OKLAHOMA CITY (KOKH) — In the wake of Bennie Edwards's death, calls from the community demanding more Oklahoma City police officers receive crisis intervention training has erupted.
Among those calling for change, award-winning journalist Joe Hight, who authored “Unnecessary Sorrow” a book he wrote after his oldest brother Paul was shot and killed by Oklahoma City police.
It’s a loss Hight says still haunts him, “I think a person who has lost a family member to tragedy never has closure.”
Just days away from the 20th anniversary of Paul’s passing, police shot and killed Edwards, a 60-year-old black man known for selling flowers on the street. It was a day Hight says felt hauntingly familiar.
“It was just amazing to me, 20 years later we still have the same situation occurring,” said Hight.

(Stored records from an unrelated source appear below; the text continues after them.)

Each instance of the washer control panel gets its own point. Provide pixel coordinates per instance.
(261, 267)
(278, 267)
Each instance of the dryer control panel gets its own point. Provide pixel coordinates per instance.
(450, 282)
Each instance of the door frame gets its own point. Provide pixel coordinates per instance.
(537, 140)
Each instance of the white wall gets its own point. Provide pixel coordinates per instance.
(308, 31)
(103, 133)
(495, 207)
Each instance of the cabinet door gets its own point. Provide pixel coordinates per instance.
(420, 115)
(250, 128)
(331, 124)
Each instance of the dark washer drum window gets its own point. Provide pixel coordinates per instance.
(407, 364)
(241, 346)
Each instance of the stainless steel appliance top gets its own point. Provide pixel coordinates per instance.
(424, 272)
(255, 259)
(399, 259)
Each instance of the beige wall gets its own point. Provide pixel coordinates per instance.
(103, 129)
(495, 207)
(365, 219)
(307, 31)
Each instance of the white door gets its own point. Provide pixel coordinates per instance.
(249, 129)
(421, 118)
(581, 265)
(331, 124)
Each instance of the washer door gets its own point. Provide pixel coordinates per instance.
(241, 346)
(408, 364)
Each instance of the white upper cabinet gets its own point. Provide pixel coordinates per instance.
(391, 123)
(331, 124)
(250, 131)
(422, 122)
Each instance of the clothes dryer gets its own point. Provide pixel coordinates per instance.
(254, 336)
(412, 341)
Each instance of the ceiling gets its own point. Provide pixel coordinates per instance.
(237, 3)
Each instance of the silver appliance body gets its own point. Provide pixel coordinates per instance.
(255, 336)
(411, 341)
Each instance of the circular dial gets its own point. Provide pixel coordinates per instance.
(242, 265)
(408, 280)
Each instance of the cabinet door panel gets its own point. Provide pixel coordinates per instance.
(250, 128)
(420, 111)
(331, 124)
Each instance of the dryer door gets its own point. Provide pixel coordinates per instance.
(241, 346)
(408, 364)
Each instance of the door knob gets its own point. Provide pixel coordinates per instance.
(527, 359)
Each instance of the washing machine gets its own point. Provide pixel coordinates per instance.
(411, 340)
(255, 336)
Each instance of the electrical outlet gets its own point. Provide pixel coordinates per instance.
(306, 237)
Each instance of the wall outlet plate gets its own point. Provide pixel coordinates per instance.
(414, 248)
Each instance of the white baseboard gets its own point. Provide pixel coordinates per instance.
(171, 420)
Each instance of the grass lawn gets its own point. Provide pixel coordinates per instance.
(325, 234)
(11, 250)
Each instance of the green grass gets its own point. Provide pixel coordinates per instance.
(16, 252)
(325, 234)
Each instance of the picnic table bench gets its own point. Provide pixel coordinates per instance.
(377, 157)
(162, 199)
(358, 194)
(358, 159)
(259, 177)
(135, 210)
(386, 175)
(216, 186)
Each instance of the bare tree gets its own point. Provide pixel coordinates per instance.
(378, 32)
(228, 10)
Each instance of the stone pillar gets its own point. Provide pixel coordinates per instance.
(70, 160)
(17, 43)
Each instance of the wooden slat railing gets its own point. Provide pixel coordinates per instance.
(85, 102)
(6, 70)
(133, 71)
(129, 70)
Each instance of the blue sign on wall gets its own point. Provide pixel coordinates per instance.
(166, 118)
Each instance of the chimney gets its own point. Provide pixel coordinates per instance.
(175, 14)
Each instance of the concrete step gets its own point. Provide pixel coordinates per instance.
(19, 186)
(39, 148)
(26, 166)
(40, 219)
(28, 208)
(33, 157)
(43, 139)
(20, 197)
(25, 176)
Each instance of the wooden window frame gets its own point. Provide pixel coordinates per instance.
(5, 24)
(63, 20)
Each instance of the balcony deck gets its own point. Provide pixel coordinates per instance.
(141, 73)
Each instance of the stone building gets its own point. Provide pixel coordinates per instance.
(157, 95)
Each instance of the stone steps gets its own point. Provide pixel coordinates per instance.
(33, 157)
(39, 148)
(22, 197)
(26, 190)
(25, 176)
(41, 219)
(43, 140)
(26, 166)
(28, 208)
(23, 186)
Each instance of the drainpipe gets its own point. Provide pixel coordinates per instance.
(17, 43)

Both Edwards and Hight's brother Paul suffered from severe schizophrenia, both were accused of running towards officers with a knife, and both were gunned down by police not given crisis intervention training, commonly referred to as CIT.
Although all officers receive some form of mental health training annually, CIT is a voluntary 40-hour program that specializes in training tactics critical to avoiding deadly escalations with those in the midst of a mental health crisis.
Public information officer Gary Knight with the Oklahoma City Police Department says of the approximately 1,100 officers on the force, only 148 are trained in crisis intervention. Knight claims that equates to 25% of the officers who respond to 911 calls.
“It was striking that another individual had to die in a police-involved shooting, but not surprised in the fact that it continues based on statistics,” said Hight.
It’s an unfortunate reality. According to a recent study done by the Treatment Advocacy Center, those with untreated mental illness are 16 times more likely to be killed during a police encounter. And those encounters are happening more and more often. Since the department started tracking its calls in 2013, calls into dispatch involving a mental-health situation have more than doubled.
In 2019 alone, nearly 15,000 calls were mental health-related.
“They are responding to calls day and night that might not be the most appropriate placement is to have rung into 911,” says Commissioner of the Oklahoma Department of Mental Health and Substance Abuse Services, Carrie Hodges.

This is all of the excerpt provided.